By the third day I wanted to pull the hamster out of its hole, but I didn’t want to risk killing two animals in one week. I considered gently shaking the “cage” but I didn’t want to conduct mouth-to-mouth the hamster if it went under cardiac arrest.

I came to grips with the situation as I got more and more dillusional. When I was all out of ideas to coerce the animal out of its hole, I settled on the fact that Stealth either didn’t exist, or didn’t want to be bothered. Nonetheless, I did my job and kept putting food in the cage.

I have many theories about this hamster, which includes the possibility that I fed an empty cage for the week, or that I was part of a psychological experiment where I was the lab rat, but let it be known that I am the best cage feeder since…..um…. well, I guess I’m the best cage feeder ever

I did something bad

I don’t like to leave the reader in suspense, so I’ll say it right now—I [accidently] hit him with my car and probably killed him. I’ve had many close calls before, but this time it was unavoidable.

My morning was going great and the weather was nice. There wasn’t much that could’ve been done to make this a better morning. Although I was late to my first class, I entered the campus driving a reasonable speed and carefully went over each of the speed bumps. After the first bump I saw him…or maybe it was a her, I don’t remember.

As I slowly drove in the direction of the parking deck, he slowly walked into the road as if he was playing a game of chicken with me. I quickly slammed brakes to let him pass, but he also stopped to let me pass. I thought, “what a nice guy” and resumed my trip down the road, but then he started walking too. WAIT!! WHAT’S GOING ON?! This guy was on a collision course with death and he wanted me to be the vessel to unite him with God (or the devil).

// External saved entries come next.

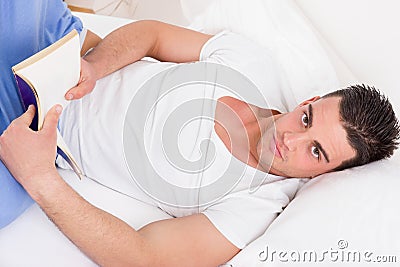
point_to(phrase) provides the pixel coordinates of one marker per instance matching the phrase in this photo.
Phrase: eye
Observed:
(304, 119)
(315, 152)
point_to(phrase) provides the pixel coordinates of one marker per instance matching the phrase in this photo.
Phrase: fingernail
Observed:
(58, 109)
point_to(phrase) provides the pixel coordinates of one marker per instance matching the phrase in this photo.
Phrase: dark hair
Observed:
(371, 125)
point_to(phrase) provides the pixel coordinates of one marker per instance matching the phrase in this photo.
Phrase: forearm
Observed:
(123, 46)
(136, 40)
(104, 238)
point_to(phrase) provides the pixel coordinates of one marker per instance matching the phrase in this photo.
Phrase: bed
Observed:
(337, 219)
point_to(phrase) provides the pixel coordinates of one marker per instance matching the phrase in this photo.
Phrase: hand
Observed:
(86, 82)
(30, 154)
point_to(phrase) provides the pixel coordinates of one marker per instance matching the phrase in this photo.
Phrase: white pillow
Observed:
(280, 26)
(354, 211)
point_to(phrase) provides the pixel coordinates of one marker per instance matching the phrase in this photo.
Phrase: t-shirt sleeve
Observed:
(60, 21)
(243, 216)
(250, 59)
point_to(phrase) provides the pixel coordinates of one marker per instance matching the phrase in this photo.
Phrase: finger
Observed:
(27, 117)
(82, 89)
(51, 119)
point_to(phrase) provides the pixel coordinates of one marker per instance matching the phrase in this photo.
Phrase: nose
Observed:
(292, 140)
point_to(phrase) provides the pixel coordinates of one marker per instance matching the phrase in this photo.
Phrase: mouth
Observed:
(275, 147)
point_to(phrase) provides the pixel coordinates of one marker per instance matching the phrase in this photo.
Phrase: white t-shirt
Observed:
(180, 165)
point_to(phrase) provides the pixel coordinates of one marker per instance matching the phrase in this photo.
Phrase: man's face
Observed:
(307, 142)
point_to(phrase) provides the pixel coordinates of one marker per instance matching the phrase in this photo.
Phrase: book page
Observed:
(52, 72)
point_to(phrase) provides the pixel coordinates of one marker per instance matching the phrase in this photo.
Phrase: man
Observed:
(315, 138)
(26, 27)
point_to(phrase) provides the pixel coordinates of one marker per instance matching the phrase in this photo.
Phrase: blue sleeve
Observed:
(26, 27)
(59, 21)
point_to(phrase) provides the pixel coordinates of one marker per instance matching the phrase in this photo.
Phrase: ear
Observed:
(315, 98)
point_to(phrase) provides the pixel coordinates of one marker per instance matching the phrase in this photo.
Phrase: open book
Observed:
(45, 77)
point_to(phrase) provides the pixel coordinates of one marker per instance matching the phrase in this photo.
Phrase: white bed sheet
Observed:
(33, 240)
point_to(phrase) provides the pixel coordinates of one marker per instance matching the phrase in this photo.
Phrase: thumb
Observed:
(51, 119)
(27, 117)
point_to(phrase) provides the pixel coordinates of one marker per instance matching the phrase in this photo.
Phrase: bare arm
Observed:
(131, 43)
(136, 40)
(104, 238)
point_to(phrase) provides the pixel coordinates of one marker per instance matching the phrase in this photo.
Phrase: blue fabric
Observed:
(26, 27)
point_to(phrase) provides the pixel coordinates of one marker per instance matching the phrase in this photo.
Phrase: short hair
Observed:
(371, 125)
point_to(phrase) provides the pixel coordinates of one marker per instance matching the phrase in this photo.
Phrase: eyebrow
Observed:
(317, 144)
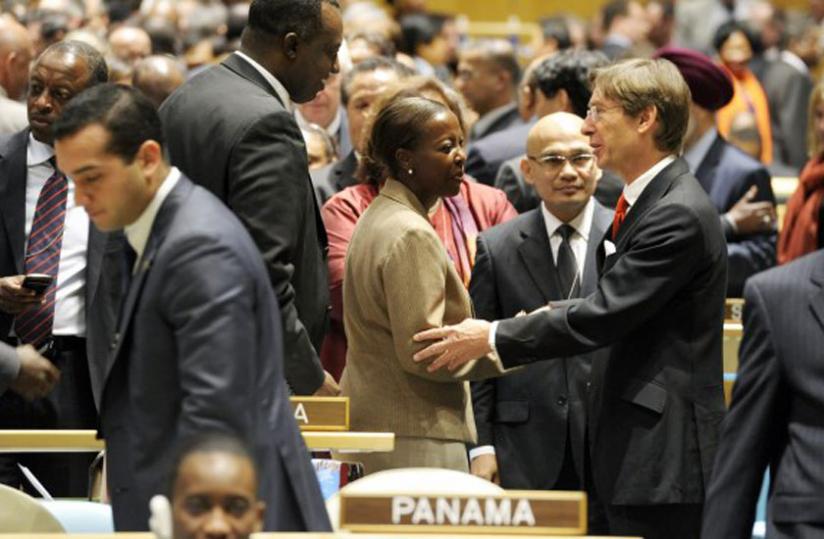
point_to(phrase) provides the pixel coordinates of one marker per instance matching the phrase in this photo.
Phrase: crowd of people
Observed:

I don’t like games, so I went for it. I accelerated as fast as I could (which isn’t very fast in a 4-cyl, 175 horsepower car) and tried to beat him across the road. I thought I was in the clear, but then he started running across the road. As I drove, I saw the look of determination in his big brown eyes. He wanted to get across the road now and no one was going to stop him…not even me. All of a sudden, he disappeared. I didn’t see where he went, so I assumed he got across the street safely.

I kept driving and went over one more speed bump, but it was weird because the front wheels mysteriously didn’t pass over the hump. I looked into my rearview mirror to inspect the 1/2 speed bump, but instead I saw HIM. He was quickly rolling left and right in the road, obviously in pain. What did I do?! He kept banging his head on the ground as if he was possessed. His hands…no his feet were quivering in the air and his movements got faster and faster.

I started to go back to help, but what could I do? I reached for my cell phone, but I forgot it at home. I’ve never killed anyone with my car before and felt really guilty for it. I remember the look on his face, I remember waiting for him to pass, I remember trying to be a good Samaritan, but it meant nothing now.

One last look in my rearview mirror confirmed what I thought all along. The squirrel was dead.

P.S: To the people who walked passed and laughed at the epileptic squirrel in the street, have you no shame?!

Ear Relief


For years, my hollow earholes have prevented me from having an enjoyable earphone experience. I continually bought different types of earphones with hopes of finding one that countoured to my strange ear canal, but nothing fit right…not even remotely.

Each time I wore my ipod’s earphones, they just sat at the opening of the canal, but never sticking, which resulted in me selling the thing. Then I got another set of earphones that stuck in my ears like extra strength epoxy, but they made my ears feel like they were giving birth (assuming giving birth feels like trying to force a cactus into your nose).

The straw that broke the Geremy’s back was when one of my inferior, painful earphones literally popped in my ear. I was listening to a song with a lot of bass on full volume with bass-booster enabled when all of a sudden I heard a pixxxxerrqrh sound (it’s hard to spell sounds) and my eardrums started ringing like those annoying nextel/boost mobile phones.

From today on, NO MORE! I’ve given up on cheap earphones and bought a good Bose headphone as a replacement. Although I had to spend a block of cheese on them, it’ll be worth it in the long run. Best of all, I don’t have to deal with ripped eardurms in 5 years, unless I choose to rip them with my powerful new earphones.